Tom Friedman (BFA ’88) is known for transforming mundane consumer products into playful yet meticulously crafted works of art, ranging from sculptures and drawings to prints, installations and multimedia constructions.
His work has been exhibited at major museums throughout the world, including solo shows at the Museum of Modern Art in New York and the Art Institute of Chicago. In 2006, the Kemper Museum inaugurated its new College of Art Gallery with “Pure Invention: Tom Friedman,” an exhibition of more than 20 works, drawn largely from St. Louis-area collections, surveying the last decade of his career.
Harry C. Kendall, AIA (B.A. ’78) co-founded BKSK Architects in 1985 and serves as partner-in-charge of business development as well as the firm’s public liaison for projects requiring complex regulatory approvals.
Kendall also has led the design of some of BKSK’s largest projects in landmark districts, including New York’s Fischer Mills Building and 124 Hudson Street Condominiums, both of which were lauded by the Landmarks Preservation Commission. An adjunct professor of architecture in Columbia University’s graduate historic preservation program, he lectures widely on the topic of adaptive reuse and new buildings/additions in landmark districts.
Young alumni award
Sara Velas (BFA ’99) is a visual artist and founder and director of The Velaslavasay Panorama, an exhibition hall, theatre and garden in the historic Union Square area of Los Angeles, which she launched in 1999.
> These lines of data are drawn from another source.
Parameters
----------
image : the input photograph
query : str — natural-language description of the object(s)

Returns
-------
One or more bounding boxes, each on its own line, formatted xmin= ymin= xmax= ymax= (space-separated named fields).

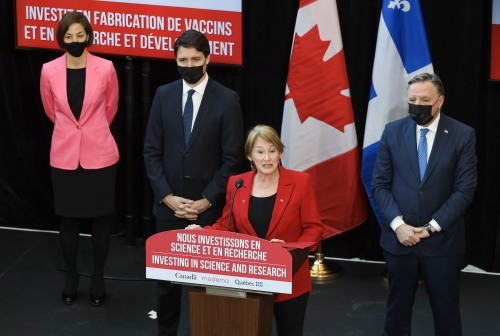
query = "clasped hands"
xmin=395 ymin=224 xmax=436 ymax=246
xmin=162 ymin=195 xmax=210 ymax=221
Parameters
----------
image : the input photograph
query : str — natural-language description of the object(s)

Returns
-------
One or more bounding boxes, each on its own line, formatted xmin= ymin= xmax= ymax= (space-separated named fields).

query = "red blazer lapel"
xmin=266 ymin=167 xmax=295 ymax=239
xmin=237 ymin=171 xmax=257 ymax=237
xmin=80 ymin=51 xmax=101 ymax=124
xmin=52 ymin=54 xmax=77 ymax=124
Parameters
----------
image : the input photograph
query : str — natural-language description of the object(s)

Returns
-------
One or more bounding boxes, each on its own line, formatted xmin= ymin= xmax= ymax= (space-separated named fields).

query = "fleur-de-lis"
xmin=387 ymin=0 xmax=410 ymax=12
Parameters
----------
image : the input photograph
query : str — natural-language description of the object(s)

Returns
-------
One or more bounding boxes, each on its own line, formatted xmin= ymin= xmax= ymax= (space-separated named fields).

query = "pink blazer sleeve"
xmin=105 ymin=63 xmax=118 ymax=125
xmin=40 ymin=64 xmax=56 ymax=123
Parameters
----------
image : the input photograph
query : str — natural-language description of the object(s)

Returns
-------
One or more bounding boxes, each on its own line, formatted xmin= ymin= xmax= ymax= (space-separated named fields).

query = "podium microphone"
xmin=226 ymin=179 xmax=243 ymax=231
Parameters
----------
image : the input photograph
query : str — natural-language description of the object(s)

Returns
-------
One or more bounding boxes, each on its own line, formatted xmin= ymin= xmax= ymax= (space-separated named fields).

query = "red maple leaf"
xmin=285 ymin=25 xmax=354 ymax=132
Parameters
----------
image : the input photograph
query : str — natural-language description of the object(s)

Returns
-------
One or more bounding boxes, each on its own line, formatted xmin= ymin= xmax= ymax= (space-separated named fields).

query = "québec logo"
xmin=387 ymin=0 xmax=411 ymax=12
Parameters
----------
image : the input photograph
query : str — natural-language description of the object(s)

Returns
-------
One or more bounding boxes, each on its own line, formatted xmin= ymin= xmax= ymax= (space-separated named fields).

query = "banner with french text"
xmin=16 ymin=0 xmax=242 ymax=65
xmin=146 ymin=230 xmax=292 ymax=294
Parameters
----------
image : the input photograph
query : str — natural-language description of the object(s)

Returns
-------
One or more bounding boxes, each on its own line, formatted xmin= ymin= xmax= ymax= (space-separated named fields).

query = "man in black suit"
xmin=372 ymin=73 xmax=477 ymax=336
xmin=144 ymin=30 xmax=244 ymax=336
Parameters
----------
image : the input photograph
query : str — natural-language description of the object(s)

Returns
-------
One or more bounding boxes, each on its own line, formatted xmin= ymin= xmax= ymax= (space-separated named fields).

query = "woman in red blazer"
xmin=187 ymin=125 xmax=323 ymax=336
xmin=40 ymin=12 xmax=119 ymax=305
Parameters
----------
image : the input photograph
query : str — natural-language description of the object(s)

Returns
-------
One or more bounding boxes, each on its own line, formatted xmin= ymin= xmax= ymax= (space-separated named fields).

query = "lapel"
xmin=404 ymin=117 xmax=420 ymax=183
xmin=172 ymin=79 xmax=186 ymax=150
xmin=266 ymin=166 xmax=295 ymax=239
xmin=233 ymin=170 xmax=257 ymax=237
xmin=422 ymin=112 xmax=451 ymax=184
xmin=79 ymin=51 xmax=101 ymax=124
xmin=186 ymin=77 xmax=215 ymax=149
xmin=52 ymin=53 xmax=78 ymax=124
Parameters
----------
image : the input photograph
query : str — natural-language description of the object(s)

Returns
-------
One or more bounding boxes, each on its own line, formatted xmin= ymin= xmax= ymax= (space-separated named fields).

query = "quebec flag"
xmin=361 ymin=0 xmax=434 ymax=223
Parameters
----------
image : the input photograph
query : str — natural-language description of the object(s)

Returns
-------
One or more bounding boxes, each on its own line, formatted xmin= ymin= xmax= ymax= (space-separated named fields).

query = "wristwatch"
xmin=424 ymin=223 xmax=435 ymax=237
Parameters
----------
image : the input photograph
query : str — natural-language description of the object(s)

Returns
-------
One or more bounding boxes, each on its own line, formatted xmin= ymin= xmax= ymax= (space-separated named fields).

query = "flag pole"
xmin=311 ymin=241 xmax=343 ymax=281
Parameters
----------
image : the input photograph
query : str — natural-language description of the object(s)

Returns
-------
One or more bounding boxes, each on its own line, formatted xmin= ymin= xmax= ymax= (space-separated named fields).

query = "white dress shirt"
xmin=391 ymin=112 xmax=441 ymax=232
xmin=182 ymin=73 xmax=208 ymax=131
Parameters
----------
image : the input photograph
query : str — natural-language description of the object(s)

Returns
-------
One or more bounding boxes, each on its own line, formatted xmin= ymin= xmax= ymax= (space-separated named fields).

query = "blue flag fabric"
xmin=361 ymin=0 xmax=434 ymax=223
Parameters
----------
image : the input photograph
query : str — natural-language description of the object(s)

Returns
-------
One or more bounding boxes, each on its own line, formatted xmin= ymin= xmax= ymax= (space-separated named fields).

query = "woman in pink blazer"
xmin=40 ymin=12 xmax=119 ymax=305
xmin=187 ymin=125 xmax=323 ymax=336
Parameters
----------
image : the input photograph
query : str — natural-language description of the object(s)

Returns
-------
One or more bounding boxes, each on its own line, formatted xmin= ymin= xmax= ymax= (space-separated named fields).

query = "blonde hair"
xmin=245 ymin=125 xmax=285 ymax=157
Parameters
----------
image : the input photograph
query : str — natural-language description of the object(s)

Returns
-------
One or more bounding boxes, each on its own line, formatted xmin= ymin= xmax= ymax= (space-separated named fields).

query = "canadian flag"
xmin=281 ymin=0 xmax=367 ymax=239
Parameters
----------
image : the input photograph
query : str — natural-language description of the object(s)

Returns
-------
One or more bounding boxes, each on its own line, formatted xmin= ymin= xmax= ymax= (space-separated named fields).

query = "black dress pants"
xmin=274 ymin=292 xmax=309 ymax=336
xmin=384 ymin=245 xmax=463 ymax=336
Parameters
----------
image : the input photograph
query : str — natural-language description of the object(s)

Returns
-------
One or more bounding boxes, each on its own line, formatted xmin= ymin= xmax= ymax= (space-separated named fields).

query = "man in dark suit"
xmin=144 ymin=30 xmax=244 ymax=336
xmin=372 ymin=73 xmax=477 ymax=336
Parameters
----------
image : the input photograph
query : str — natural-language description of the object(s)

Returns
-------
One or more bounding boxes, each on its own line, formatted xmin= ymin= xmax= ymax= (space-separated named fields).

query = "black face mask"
xmin=64 ymin=41 xmax=87 ymax=57
xmin=408 ymin=98 xmax=439 ymax=126
xmin=177 ymin=65 xmax=205 ymax=84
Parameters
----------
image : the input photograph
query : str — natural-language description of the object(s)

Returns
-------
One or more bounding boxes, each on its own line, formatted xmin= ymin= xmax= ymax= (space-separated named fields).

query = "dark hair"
xmin=56 ymin=12 xmax=94 ymax=49
xmin=174 ymin=29 xmax=210 ymax=57
xmin=408 ymin=72 xmax=444 ymax=97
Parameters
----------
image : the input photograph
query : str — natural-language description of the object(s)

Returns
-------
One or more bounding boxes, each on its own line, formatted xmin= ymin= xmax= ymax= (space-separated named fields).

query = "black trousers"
xmin=384 ymin=245 xmax=463 ymax=336
xmin=274 ymin=292 xmax=309 ymax=336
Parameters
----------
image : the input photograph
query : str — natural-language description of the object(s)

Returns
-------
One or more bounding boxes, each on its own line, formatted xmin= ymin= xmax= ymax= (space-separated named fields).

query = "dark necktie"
xmin=418 ymin=128 xmax=429 ymax=181
xmin=182 ymin=89 xmax=196 ymax=146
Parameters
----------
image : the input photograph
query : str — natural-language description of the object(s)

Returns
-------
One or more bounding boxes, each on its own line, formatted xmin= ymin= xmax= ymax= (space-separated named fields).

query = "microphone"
xmin=226 ymin=179 xmax=243 ymax=231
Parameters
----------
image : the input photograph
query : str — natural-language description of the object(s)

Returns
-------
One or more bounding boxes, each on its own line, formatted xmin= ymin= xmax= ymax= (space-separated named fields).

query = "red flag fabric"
xmin=281 ymin=0 xmax=367 ymax=239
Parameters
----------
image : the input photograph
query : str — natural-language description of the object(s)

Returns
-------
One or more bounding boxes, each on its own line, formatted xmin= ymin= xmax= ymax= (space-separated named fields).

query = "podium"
xmin=146 ymin=230 xmax=313 ymax=336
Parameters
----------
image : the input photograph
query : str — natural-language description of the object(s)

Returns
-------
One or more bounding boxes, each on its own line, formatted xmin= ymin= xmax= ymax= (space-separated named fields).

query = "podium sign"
xmin=146 ymin=230 xmax=292 ymax=294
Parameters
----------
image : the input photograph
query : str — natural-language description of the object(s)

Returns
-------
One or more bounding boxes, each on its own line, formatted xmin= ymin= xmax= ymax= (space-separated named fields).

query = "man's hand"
xmin=417 ymin=225 xmax=437 ymax=239
xmin=395 ymin=224 xmax=428 ymax=246
xmin=175 ymin=198 xmax=210 ymax=221
xmin=162 ymin=195 xmax=193 ymax=218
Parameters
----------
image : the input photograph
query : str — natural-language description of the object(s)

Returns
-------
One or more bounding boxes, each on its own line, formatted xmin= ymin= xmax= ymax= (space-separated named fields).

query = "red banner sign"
xmin=490 ymin=0 xmax=500 ymax=80
xmin=146 ymin=230 xmax=292 ymax=294
xmin=16 ymin=0 xmax=242 ymax=65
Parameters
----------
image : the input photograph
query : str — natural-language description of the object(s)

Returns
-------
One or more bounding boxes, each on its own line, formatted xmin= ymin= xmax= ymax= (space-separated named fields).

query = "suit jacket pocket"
xmin=95 ymin=125 xmax=116 ymax=158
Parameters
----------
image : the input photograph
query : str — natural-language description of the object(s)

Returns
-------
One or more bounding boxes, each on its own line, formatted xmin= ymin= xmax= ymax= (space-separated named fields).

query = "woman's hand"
xmin=186 ymin=224 xmax=203 ymax=230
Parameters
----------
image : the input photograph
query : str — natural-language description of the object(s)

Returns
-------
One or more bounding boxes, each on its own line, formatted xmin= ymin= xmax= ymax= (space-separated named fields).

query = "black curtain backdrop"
xmin=0 ymin=0 xmax=500 ymax=272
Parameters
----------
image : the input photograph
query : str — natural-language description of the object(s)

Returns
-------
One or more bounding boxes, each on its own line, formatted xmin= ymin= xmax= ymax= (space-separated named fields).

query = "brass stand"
xmin=311 ymin=242 xmax=342 ymax=281
xmin=380 ymin=268 xmax=424 ymax=286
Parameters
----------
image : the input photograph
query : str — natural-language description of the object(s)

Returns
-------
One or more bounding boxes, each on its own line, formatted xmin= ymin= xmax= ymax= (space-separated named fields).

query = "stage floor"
xmin=0 ymin=229 xmax=500 ymax=336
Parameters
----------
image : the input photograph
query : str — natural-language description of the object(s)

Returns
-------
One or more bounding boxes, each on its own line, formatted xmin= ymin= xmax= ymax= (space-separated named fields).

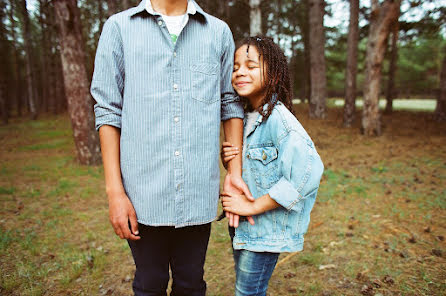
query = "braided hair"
xmin=237 ymin=36 xmax=294 ymax=121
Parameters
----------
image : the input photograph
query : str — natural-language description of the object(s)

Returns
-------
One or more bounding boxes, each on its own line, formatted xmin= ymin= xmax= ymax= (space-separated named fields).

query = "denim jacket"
xmin=233 ymin=102 xmax=324 ymax=252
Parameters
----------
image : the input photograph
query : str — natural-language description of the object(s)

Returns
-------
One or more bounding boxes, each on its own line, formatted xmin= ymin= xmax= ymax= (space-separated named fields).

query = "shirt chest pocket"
xmin=190 ymin=63 xmax=220 ymax=103
xmin=246 ymin=147 xmax=279 ymax=189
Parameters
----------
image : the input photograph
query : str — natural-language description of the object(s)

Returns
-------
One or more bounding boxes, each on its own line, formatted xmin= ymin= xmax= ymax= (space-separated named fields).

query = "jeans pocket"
xmin=246 ymin=146 xmax=279 ymax=189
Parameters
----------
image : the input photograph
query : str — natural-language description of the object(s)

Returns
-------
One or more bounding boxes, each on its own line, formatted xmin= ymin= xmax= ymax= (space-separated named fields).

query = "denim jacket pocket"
xmin=246 ymin=146 xmax=279 ymax=190
xmin=190 ymin=63 xmax=220 ymax=104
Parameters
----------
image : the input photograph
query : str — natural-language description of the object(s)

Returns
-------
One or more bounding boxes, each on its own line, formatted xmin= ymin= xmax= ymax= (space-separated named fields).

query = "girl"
xmin=222 ymin=37 xmax=324 ymax=295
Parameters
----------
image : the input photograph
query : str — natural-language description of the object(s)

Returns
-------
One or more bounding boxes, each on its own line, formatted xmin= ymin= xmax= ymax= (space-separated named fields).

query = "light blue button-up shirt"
xmin=91 ymin=0 xmax=243 ymax=227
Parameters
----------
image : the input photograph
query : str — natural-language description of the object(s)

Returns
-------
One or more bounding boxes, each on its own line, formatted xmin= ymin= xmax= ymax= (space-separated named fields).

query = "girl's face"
xmin=232 ymin=45 xmax=265 ymax=109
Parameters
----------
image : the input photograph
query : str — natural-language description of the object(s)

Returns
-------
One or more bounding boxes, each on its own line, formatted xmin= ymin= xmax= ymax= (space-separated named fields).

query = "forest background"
xmin=0 ymin=0 xmax=446 ymax=295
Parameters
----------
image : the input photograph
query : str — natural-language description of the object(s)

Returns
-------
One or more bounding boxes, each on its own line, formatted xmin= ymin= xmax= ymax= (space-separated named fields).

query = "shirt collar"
xmin=131 ymin=0 xmax=207 ymax=18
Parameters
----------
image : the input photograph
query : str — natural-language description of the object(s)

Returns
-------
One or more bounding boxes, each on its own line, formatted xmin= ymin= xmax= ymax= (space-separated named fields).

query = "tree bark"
xmin=434 ymin=56 xmax=446 ymax=121
xmin=297 ymin=0 xmax=311 ymax=103
xmin=309 ymin=0 xmax=327 ymax=118
xmin=39 ymin=0 xmax=53 ymax=112
xmin=344 ymin=0 xmax=359 ymax=127
xmin=54 ymin=0 xmax=100 ymax=164
xmin=361 ymin=0 xmax=401 ymax=136
xmin=385 ymin=11 xmax=400 ymax=113
xmin=249 ymin=0 xmax=262 ymax=36
xmin=0 ymin=0 xmax=11 ymax=124
xmin=8 ymin=0 xmax=23 ymax=117
xmin=19 ymin=0 xmax=37 ymax=119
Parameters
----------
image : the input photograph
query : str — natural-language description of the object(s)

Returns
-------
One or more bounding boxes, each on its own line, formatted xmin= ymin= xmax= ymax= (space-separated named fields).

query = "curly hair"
xmin=237 ymin=36 xmax=294 ymax=121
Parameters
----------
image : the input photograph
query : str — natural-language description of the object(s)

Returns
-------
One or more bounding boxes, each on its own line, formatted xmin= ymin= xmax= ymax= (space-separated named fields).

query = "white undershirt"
xmin=161 ymin=13 xmax=189 ymax=43
xmin=146 ymin=0 xmax=197 ymax=43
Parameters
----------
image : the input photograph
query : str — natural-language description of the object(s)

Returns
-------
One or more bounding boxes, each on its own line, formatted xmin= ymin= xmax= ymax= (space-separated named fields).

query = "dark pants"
xmin=128 ymin=223 xmax=211 ymax=296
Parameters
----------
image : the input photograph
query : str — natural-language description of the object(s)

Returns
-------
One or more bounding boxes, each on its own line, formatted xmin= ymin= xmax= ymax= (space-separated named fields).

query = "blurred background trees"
xmin=0 ymin=0 xmax=446 ymax=158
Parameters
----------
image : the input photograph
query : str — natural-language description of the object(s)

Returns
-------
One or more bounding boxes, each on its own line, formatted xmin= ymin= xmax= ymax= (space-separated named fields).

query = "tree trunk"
xmin=344 ymin=0 xmax=359 ymax=127
xmin=385 ymin=11 xmax=400 ymax=113
xmin=434 ymin=56 xmax=446 ymax=121
xmin=0 ymin=0 xmax=11 ymax=124
xmin=121 ymin=0 xmax=134 ymax=10
xmin=309 ymin=0 xmax=327 ymax=118
xmin=361 ymin=0 xmax=401 ymax=136
xmin=249 ymin=0 xmax=262 ymax=36
xmin=8 ymin=0 xmax=22 ymax=117
xmin=19 ymin=0 xmax=37 ymax=119
xmin=54 ymin=0 xmax=101 ymax=164
xmin=105 ymin=0 xmax=118 ymax=16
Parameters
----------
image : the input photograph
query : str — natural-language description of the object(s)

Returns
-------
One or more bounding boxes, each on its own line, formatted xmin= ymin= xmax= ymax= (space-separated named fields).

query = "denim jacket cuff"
xmin=269 ymin=177 xmax=302 ymax=211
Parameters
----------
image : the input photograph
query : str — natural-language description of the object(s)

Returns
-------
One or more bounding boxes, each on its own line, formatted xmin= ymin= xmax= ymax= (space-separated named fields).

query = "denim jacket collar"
xmin=243 ymin=94 xmax=281 ymax=137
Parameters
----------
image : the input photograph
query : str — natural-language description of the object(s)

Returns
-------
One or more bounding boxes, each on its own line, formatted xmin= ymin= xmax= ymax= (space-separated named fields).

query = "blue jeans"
xmin=128 ymin=223 xmax=211 ymax=296
xmin=229 ymin=229 xmax=280 ymax=296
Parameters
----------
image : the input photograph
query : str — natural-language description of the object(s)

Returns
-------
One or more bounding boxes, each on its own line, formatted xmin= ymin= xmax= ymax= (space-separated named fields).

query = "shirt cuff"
xmin=94 ymin=106 xmax=121 ymax=131
xmin=221 ymin=96 xmax=245 ymax=121
xmin=269 ymin=177 xmax=302 ymax=211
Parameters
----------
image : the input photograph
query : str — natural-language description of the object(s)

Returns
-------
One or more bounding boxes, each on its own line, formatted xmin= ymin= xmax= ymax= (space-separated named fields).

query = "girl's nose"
xmin=236 ymin=67 xmax=246 ymax=76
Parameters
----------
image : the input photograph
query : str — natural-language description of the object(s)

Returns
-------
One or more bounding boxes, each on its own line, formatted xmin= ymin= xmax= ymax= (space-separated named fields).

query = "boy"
xmin=91 ymin=0 xmax=250 ymax=295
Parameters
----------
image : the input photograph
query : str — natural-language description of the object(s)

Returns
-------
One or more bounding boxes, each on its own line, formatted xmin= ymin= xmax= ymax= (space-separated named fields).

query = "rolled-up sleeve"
xmin=269 ymin=130 xmax=324 ymax=210
xmin=220 ymin=25 xmax=244 ymax=121
xmin=90 ymin=18 xmax=125 ymax=130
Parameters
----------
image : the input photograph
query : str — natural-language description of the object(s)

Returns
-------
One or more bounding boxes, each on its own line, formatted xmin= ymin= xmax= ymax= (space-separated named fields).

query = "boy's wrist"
xmin=252 ymin=199 xmax=264 ymax=215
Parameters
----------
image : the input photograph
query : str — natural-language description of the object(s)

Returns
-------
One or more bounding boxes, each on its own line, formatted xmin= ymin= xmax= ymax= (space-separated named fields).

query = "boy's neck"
xmin=151 ymin=0 xmax=187 ymax=16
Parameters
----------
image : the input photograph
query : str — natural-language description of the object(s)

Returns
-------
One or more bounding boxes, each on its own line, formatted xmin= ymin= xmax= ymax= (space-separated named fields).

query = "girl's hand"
xmin=221 ymin=192 xmax=258 ymax=216
xmin=221 ymin=142 xmax=240 ymax=169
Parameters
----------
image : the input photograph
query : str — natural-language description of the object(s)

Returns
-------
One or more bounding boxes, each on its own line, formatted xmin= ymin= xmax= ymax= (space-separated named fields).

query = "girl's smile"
xmin=232 ymin=45 xmax=265 ymax=109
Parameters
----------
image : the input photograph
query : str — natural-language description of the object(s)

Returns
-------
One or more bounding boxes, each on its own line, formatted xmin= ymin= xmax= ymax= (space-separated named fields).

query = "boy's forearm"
xmin=253 ymin=194 xmax=280 ymax=215
xmin=99 ymin=125 xmax=125 ymax=198
xmin=223 ymin=118 xmax=243 ymax=176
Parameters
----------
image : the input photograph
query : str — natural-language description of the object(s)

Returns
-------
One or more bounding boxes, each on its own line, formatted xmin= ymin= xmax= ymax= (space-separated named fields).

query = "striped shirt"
xmin=91 ymin=0 xmax=243 ymax=227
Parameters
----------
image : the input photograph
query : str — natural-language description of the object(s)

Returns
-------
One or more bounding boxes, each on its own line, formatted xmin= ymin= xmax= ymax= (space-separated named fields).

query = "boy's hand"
xmin=108 ymin=193 xmax=141 ymax=240
xmin=220 ymin=142 xmax=240 ymax=169
xmin=223 ymin=174 xmax=255 ymax=228
xmin=221 ymin=192 xmax=258 ymax=216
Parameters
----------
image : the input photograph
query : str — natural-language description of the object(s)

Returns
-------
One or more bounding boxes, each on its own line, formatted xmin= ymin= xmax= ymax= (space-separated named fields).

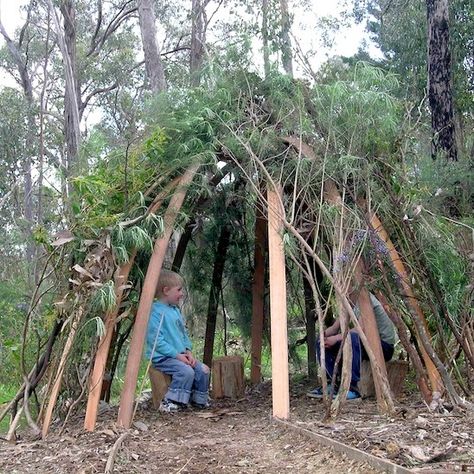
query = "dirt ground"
xmin=291 ymin=384 xmax=474 ymax=473
xmin=0 ymin=383 xmax=474 ymax=474
xmin=0 ymin=389 xmax=377 ymax=474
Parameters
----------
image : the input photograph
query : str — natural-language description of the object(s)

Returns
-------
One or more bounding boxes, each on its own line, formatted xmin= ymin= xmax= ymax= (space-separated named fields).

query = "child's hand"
xmin=176 ymin=354 xmax=191 ymax=365
xmin=186 ymin=351 xmax=197 ymax=369
xmin=324 ymin=334 xmax=342 ymax=349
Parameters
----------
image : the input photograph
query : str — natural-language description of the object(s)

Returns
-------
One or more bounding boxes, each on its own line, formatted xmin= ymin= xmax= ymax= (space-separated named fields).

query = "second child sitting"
xmin=145 ymin=270 xmax=209 ymax=412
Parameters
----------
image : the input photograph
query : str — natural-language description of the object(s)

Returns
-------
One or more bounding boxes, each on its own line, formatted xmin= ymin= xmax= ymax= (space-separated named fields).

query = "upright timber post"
xmin=250 ymin=196 xmax=268 ymax=384
xmin=268 ymin=184 xmax=290 ymax=419
xmin=84 ymin=178 xmax=179 ymax=431
xmin=117 ymin=164 xmax=199 ymax=428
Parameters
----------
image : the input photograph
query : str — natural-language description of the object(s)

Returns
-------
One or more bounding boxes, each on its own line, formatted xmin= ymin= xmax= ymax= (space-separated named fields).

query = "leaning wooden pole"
xmin=117 ymin=164 xmax=199 ymax=428
xmin=354 ymin=260 xmax=394 ymax=413
xmin=84 ymin=258 xmax=136 ymax=431
xmin=41 ymin=308 xmax=84 ymax=438
xmin=250 ymin=198 xmax=268 ymax=384
xmin=369 ymin=212 xmax=444 ymax=393
xmin=84 ymin=179 xmax=178 ymax=431
xmin=268 ymin=185 xmax=290 ymax=419
xmin=324 ymin=179 xmax=394 ymax=413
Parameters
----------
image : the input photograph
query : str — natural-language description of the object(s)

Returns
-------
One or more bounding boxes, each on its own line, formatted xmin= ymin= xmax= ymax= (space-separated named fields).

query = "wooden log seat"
xmin=359 ymin=360 xmax=408 ymax=398
xmin=148 ymin=366 xmax=171 ymax=408
xmin=212 ymin=356 xmax=245 ymax=399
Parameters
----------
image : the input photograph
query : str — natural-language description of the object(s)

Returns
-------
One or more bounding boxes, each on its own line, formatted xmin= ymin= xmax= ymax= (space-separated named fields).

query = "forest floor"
xmin=0 ymin=383 xmax=474 ymax=474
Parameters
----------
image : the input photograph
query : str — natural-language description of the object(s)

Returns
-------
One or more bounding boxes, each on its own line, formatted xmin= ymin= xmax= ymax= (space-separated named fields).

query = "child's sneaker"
xmin=159 ymin=398 xmax=181 ymax=413
xmin=306 ymin=384 xmax=331 ymax=398
xmin=346 ymin=390 xmax=361 ymax=401
xmin=191 ymin=402 xmax=211 ymax=410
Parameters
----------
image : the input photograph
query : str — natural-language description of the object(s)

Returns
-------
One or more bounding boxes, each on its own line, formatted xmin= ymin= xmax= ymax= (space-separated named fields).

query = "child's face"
xmin=161 ymin=286 xmax=184 ymax=306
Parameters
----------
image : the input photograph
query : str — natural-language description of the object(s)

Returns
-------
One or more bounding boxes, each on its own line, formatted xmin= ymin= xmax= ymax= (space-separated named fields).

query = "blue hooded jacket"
xmin=145 ymin=301 xmax=192 ymax=362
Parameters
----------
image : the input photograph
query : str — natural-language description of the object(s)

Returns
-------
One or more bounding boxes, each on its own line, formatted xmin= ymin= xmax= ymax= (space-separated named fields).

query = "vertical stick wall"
xmin=117 ymin=165 xmax=199 ymax=428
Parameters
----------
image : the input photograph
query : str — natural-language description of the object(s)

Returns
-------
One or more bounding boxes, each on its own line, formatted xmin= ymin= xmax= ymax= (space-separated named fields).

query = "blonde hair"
xmin=155 ymin=270 xmax=184 ymax=298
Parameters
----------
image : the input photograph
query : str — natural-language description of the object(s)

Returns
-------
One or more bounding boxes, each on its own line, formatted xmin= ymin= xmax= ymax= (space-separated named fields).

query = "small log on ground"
xmin=212 ymin=356 xmax=245 ymax=399
xmin=359 ymin=360 xmax=408 ymax=398
xmin=148 ymin=367 xmax=171 ymax=408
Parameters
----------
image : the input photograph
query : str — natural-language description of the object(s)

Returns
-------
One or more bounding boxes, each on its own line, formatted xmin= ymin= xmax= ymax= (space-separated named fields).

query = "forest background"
xmin=0 ymin=0 xmax=474 ymax=436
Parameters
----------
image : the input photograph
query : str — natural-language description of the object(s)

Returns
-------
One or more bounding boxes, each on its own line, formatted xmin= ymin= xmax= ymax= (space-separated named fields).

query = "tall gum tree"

Velas has traveled extensively, visiting 19th-century panoramas — as well as their contemporary counterpoints — throughout the United States, Europe and Asia. A member of the International Panorama Council, she has lectured extensively on her interpretation of the panoramic artform.
She recently participated in the exhibition “20 Years Ago Today: Supporting Visual Artists in Los Angeles at the Japanese American National Museum” and completed a monthlong printmaking residency at Kala Institute in Berkeley, Calif.
Dean’s medal
Judy Pfaff (BFA ’71) is one of the most celebrated artists of her generation, known for crafting large-scale installations that combine local materials with elements of painting, sculpture and architecture.
Her work has been featured in more than 100 one-person shows and installations and more than 200 group exhibitions. Today, it can be found in such prestigious collections as the Detroit Institute of Art, the Philadelphia Museum of Art and New York’s Museum of Modern Art and Whitney Museum of American Art. Her numerous awards include a 2004 MacArthur “genius” Fellowship as well as grants from the National Endowment for the Arts, the Guggenheim Foundation and many others.